Start by copying and pasting the names/addresses from Outlook’s To: field into a new cell: you’ll see that is’ one long string of text that needs to be broken down, but in this case, each address is delimited with a semicolon (“;”).
Having selected the cell, go to the Data tab in Excel and choose Text to Columns then choose Delimited and select the semicolon. Once the wizard is complete, you’ll end up with each address in its own column. Now select the multiple cells and copy to clipboard.
Next, put the cursor on a lower row or maybe a new sheet altogether; right-click on the destination cell and under Paste Options, look for the Transpose icon (with the two arrows); hovering over the different icons in this menu will preview what you’re going to do. Click on the icon to commit.
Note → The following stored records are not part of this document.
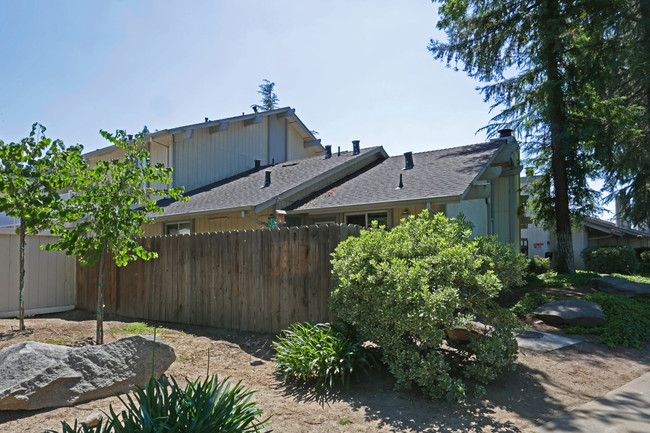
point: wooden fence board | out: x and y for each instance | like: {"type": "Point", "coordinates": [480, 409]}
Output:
{"type": "Point", "coordinates": [261, 281]}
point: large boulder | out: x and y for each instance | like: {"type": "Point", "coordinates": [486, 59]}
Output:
{"type": "Point", "coordinates": [575, 313]}
{"type": "Point", "coordinates": [38, 375]}
{"type": "Point", "coordinates": [619, 286]}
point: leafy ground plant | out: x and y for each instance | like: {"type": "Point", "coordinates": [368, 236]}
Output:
{"type": "Point", "coordinates": [403, 289]}
{"type": "Point", "coordinates": [628, 320]}
{"type": "Point", "coordinates": [553, 279]}
{"type": "Point", "coordinates": [322, 354]}
{"type": "Point", "coordinates": [162, 405]}
{"type": "Point", "coordinates": [138, 328]}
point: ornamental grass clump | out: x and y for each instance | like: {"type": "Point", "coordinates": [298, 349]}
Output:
{"type": "Point", "coordinates": [407, 288]}
{"type": "Point", "coordinates": [162, 405]}
{"type": "Point", "coordinates": [321, 354]}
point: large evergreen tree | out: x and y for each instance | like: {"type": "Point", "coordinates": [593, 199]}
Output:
{"type": "Point", "coordinates": [623, 62]}
{"type": "Point", "coordinates": [528, 53]}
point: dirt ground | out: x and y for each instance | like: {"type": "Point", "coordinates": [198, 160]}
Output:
{"type": "Point", "coordinates": [542, 387]}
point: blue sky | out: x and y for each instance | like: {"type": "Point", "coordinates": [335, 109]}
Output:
{"type": "Point", "coordinates": [352, 69]}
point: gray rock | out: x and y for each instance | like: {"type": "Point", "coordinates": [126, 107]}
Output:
{"type": "Point", "coordinates": [577, 313]}
{"type": "Point", "coordinates": [38, 375]}
{"type": "Point", "coordinates": [620, 286]}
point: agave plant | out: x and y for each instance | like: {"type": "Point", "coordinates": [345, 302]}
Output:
{"type": "Point", "coordinates": [322, 354]}
{"type": "Point", "coordinates": [163, 407]}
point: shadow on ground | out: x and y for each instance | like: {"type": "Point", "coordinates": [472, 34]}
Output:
{"type": "Point", "coordinates": [519, 392]}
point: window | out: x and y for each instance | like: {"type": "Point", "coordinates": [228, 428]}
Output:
{"type": "Point", "coordinates": [322, 220]}
{"type": "Point", "coordinates": [366, 219]}
{"type": "Point", "coordinates": [183, 228]}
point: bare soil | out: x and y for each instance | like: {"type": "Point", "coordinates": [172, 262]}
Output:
{"type": "Point", "coordinates": [542, 387]}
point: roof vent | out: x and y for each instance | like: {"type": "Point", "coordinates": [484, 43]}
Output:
{"type": "Point", "coordinates": [355, 147]}
{"type": "Point", "coordinates": [408, 160]}
{"type": "Point", "coordinates": [267, 178]}
{"type": "Point", "coordinates": [505, 132]}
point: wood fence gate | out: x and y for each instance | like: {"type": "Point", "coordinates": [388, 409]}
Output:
{"type": "Point", "coordinates": [254, 280]}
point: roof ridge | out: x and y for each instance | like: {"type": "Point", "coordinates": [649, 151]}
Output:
{"type": "Point", "coordinates": [451, 148]}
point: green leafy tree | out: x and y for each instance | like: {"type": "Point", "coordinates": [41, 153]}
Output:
{"type": "Point", "coordinates": [413, 289]}
{"type": "Point", "coordinates": [269, 99]}
{"type": "Point", "coordinates": [30, 177]}
{"type": "Point", "coordinates": [111, 202]}
{"type": "Point", "coordinates": [532, 56]}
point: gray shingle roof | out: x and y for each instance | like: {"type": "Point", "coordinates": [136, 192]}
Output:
{"type": "Point", "coordinates": [436, 174]}
{"type": "Point", "coordinates": [245, 189]}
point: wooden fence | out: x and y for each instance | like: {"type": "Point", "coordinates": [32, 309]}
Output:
{"type": "Point", "coordinates": [49, 276]}
{"type": "Point", "coordinates": [261, 280]}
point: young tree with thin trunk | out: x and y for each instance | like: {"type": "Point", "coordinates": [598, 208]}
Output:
{"type": "Point", "coordinates": [111, 202]}
{"type": "Point", "coordinates": [30, 179]}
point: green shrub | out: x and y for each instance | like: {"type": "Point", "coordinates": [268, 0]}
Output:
{"type": "Point", "coordinates": [529, 303]}
{"type": "Point", "coordinates": [553, 279]}
{"type": "Point", "coordinates": [320, 354]}
{"type": "Point", "coordinates": [504, 260]}
{"type": "Point", "coordinates": [402, 289]}
{"type": "Point", "coordinates": [608, 260]}
{"type": "Point", "coordinates": [628, 321]}
{"type": "Point", "coordinates": [645, 257]}
{"type": "Point", "coordinates": [538, 265]}
{"type": "Point", "coordinates": [162, 406]}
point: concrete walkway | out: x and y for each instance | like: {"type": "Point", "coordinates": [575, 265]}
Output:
{"type": "Point", "coordinates": [624, 410]}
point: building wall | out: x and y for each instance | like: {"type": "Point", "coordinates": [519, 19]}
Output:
{"type": "Point", "coordinates": [539, 240]}
{"type": "Point", "coordinates": [475, 211]}
{"type": "Point", "coordinates": [504, 200]}
{"type": "Point", "coordinates": [295, 146]}
{"type": "Point", "coordinates": [116, 153]}
{"type": "Point", "coordinates": [205, 158]}
{"type": "Point", "coordinates": [49, 276]}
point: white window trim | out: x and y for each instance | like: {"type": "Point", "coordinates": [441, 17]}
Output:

Now you have a list of addresses on their own row, and without the “;”s, but they do have a leading space ahead of all but the first one. It might be quick to correct each line in turn, and there’s always the TRIM function which could be used to tidy stuff up through formulae.
Alternatively, go back to the start of the process, select both Semicolon and space, and choose to combine the two, so the text in the columns is neater.
When you’re happy, remove the original line that had the text in columns, leaving just the separate email addresses on their own rows.
Now, snacks just make you hungry, don’t they?